I have spent the past two weeks or so to play around, try out things, test things. I have attempted to be my “noobish” wife, breaking the system and also let my daughter try to use the system for educational and gaming stuff. Both found it more easy and comfortable to use than Kubuntu and unlike said system - which had been broken because of improper management or stuff done it twice - there have been no issues with openSUSE for the past two weeks.
Which was planned as a test has since become a permanent solution. I have decided to leave my Laptop on openSUSE and we also installed it on the home computers. We are now in the process of installing it on the work computers and even said friend, who got me into Linux is now installing a copy of openSUSE. I am really happy and confident with the system and I love it already. I do not regret saying goodbye to Kubuntu and we have certainly taken openSUSE into consideration in business as well. We will be looking at openSUSE is a perfect cross platform system, being used on home computers and business computers from both skilled and inexperienced personal. We will keep Ubuntu solutions in mind for some cases but we will be focusing on openSUSE more. Now, there is not much I can say about the server, as we never tried to use or run openSUSE as a Server OS, so for the time being, we keep working with the known CentOS here.
This said, I want to summarize some points:
- Installation was easy and offered way more options, even for the average users, than for example Mint, Debian or Ubuntu do
- Documentation and Manuals are awesome. I downloaded all the books and documentation and spent time reading them. Examples and topics are directed to both professional and average users and are just a great asset.

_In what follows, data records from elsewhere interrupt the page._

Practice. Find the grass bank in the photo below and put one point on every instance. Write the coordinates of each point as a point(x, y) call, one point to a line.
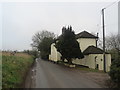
point(14, 68)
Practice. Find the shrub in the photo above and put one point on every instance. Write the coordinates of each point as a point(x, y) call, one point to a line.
point(115, 72)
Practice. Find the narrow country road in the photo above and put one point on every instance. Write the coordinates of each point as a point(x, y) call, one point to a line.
point(50, 75)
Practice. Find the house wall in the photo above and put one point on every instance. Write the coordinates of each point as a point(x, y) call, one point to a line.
point(86, 42)
point(55, 55)
point(89, 60)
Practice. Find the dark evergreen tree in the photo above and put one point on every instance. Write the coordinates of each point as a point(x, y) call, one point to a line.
point(68, 46)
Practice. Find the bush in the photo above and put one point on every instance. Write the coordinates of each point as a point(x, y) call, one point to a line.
point(115, 72)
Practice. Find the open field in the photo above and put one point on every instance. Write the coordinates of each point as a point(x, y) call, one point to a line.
point(14, 69)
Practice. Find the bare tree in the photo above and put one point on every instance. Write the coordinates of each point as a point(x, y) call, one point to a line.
point(113, 45)
point(39, 36)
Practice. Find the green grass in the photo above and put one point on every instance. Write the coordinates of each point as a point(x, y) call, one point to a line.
point(14, 69)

- Management of things appears to be better and easier with openSUSE than with Ubuntu or Debian, be it as an expert or as an average user
- While Ubuntu seems to well represented with forums like askubuntu.com to find information, there is little documentation available about how to actually do things. The Ubuntu online manual is OK and the community wiki is not bad either, but much information there is outdated and the Ubuntu manual does only in a limited way apply to xUbuntu systems, which made me have to search for stuff, when it occurred or on a need to know base, rather than having an option to inform and read important things in a preventive way before something actually occurred. For example, reading the security manual, I had a great idea of what I can do with openSUSE and how. On Kubuntu Systems I had to thing of features and possibilities myself and - if in doubt - run a search to see if it is possible to do and how.
Still, there is a lot to learn and a lot to find out. Which is interesting and appealing at the same time. I am really looking forward to it.
Sorry for the very long post and a nice day to everyone.